Troubled times – Baton Rouge-based Amedisys has come under investigation for allegedly altering the course of patient care treatment to trigger higher federal reimbursements.


    In 2006, the top managers at Amedisys gathered for another company meeting. On the agenda was a PowerPoint presentation called “Help With Reports.”

    To an onlooker, the slideshow was, in most respects, just as mundane as the title implied. Clip art of a stethoscope across the top of each page, bold arrows and occasional twisted type served as the only relief from a barrage of bullet points and tiny charts.

    But to the U.S. Senate Committee on Finance, the presentation to the firm’s directors of office operations served as critical evidence in an investigation into Medicare abuse and fraud.

    At issue is whether the Baton Rouge-based firm—one of the nation’s largest home health care providers—and others in the industry altered the course of patient care treatment to trigger a higher federal reimbursement.

    Prior to 2008, Medicare provided a substantial bonus when a home health agency provided at least 10 therapy visits. Providing 10 visits—as opposed to nine—increased reimbursement on average 97.5%, or more than $2,000. For a company like Amedisys, which relies on Medicare for 85% of its revenue, those extra visits can add up.

    In particular, investigators honed in on a bullet point on one of the PowerPoint slides that reads: “Look for patients that have 7, 8, 9 visits and try to get the 10 visits to make therapy threshold.”

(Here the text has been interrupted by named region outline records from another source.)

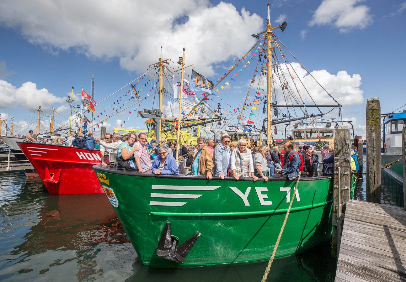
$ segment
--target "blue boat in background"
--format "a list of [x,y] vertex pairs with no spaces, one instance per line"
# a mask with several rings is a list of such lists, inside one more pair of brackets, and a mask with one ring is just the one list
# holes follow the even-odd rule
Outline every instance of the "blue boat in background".
[[398,160],[390,168],[381,171],[381,188],[393,205],[403,207],[403,165],[398,160],[402,156],[402,129],[406,123],[406,110],[390,113],[383,121],[383,152],[381,166]]

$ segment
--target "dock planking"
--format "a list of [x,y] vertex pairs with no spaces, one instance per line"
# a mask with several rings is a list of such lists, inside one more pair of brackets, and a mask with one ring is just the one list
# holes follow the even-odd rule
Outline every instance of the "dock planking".
[[347,203],[335,281],[406,282],[406,212]]

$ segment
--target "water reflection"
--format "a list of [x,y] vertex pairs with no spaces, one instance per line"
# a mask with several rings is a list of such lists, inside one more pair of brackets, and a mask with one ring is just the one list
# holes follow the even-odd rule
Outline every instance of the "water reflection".
[[49,195],[40,179],[13,173],[0,183],[0,280],[131,275],[136,255],[104,194]]
[[[331,257],[328,242],[305,253],[274,261],[267,281],[320,281],[334,280],[336,261]],[[190,269],[153,269],[133,265],[134,273],[126,282],[157,281],[260,281],[268,262],[235,266]]]

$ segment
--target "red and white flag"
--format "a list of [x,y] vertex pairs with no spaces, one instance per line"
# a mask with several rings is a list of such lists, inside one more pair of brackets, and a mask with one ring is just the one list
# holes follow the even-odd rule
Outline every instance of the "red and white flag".
[[82,88],[82,104],[92,112],[95,112],[96,101],[93,100],[91,96],[83,90],[83,87]]

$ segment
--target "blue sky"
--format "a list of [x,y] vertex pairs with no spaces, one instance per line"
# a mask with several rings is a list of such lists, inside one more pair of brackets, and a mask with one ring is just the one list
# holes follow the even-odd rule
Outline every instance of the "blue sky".
[[[3,117],[8,123],[12,117],[18,123],[38,106],[46,112],[54,106],[66,115],[63,97],[72,86],[75,94],[82,86],[90,94],[92,74],[95,99],[100,101],[143,73],[159,57],[161,46],[163,57],[174,60],[186,47],[186,65],[194,64],[194,69],[215,81],[255,43],[250,35],[265,29],[266,2],[169,2],[123,0],[114,6],[102,1],[57,1],[52,6],[40,0],[0,3]],[[365,135],[367,98],[380,97],[383,112],[406,109],[402,107],[406,104],[406,2],[281,0],[270,4],[272,25],[281,23],[278,20],[288,24],[283,33],[276,31],[276,36],[310,72],[325,70],[320,77],[326,78],[326,87],[335,89],[343,116],[354,121],[356,134]],[[342,71],[348,75],[333,83],[330,78]],[[252,75],[243,76],[222,91],[218,96],[222,100],[213,97],[210,103],[225,101],[238,107]],[[349,92],[340,92],[346,89]],[[97,107],[97,113],[115,100]],[[146,102],[142,109],[148,107],[144,107]],[[225,109],[229,109],[227,107]],[[108,126],[112,129],[125,121],[127,127],[143,128],[143,120],[134,115],[117,115],[108,120]]]

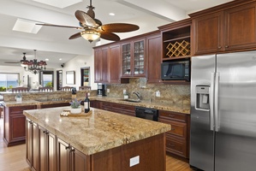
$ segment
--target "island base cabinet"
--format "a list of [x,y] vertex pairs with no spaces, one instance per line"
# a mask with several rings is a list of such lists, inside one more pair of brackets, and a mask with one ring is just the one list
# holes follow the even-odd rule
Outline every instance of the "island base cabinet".
[[40,171],[55,171],[56,136],[39,126],[39,161]]
[[[27,161],[40,171],[165,171],[165,133],[86,155],[27,121]],[[135,161],[135,162],[131,162]]]

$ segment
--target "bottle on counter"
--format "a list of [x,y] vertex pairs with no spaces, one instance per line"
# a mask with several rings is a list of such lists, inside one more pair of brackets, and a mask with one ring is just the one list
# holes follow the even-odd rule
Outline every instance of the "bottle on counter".
[[88,93],[86,93],[86,98],[84,101],[85,113],[88,113],[90,111],[90,99],[88,98]]

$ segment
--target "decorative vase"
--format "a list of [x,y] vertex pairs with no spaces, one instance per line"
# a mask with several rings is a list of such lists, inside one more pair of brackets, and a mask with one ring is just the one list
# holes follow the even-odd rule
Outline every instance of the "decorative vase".
[[81,108],[70,108],[71,114],[80,114],[81,112]]

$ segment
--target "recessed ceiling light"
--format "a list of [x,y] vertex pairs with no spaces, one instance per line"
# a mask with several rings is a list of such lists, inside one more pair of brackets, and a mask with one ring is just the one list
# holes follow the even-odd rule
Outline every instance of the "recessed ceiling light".
[[13,30],[36,34],[40,30],[42,26],[35,25],[35,23],[36,22],[33,21],[17,19]]
[[76,4],[82,2],[82,0],[33,0],[38,3],[41,3],[46,5],[51,5],[59,9],[64,9],[66,7]]

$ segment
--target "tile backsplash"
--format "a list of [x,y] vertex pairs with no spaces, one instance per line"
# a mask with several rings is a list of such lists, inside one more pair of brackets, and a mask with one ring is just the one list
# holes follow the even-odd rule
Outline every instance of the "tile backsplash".
[[[189,85],[146,84],[146,86],[141,86],[141,85],[144,85],[141,79],[130,79],[129,84],[107,85],[107,89],[110,89],[107,96],[123,98],[123,90],[126,90],[130,98],[137,98],[133,92],[139,91],[142,100],[149,100],[151,98],[152,101],[190,104]],[[157,91],[160,91],[160,97],[156,97]]]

    The Senate inquiry has ended, but the U.S. Department of Justice and the Securities and Exchange Commission are continuing their investigations into the matter. Though the Senate committee’s report stops short of concluding Amedisys and three competitors—LHC Group of Lafayette, Gentiva Health Services of Atlanta and Almost Family of Louisville, Ky.—committed outright fraud, it does allege that the companies “encouraged therapists to target the most-profitable number of therapy visits, even when patient need alone may not have justified such patterns.”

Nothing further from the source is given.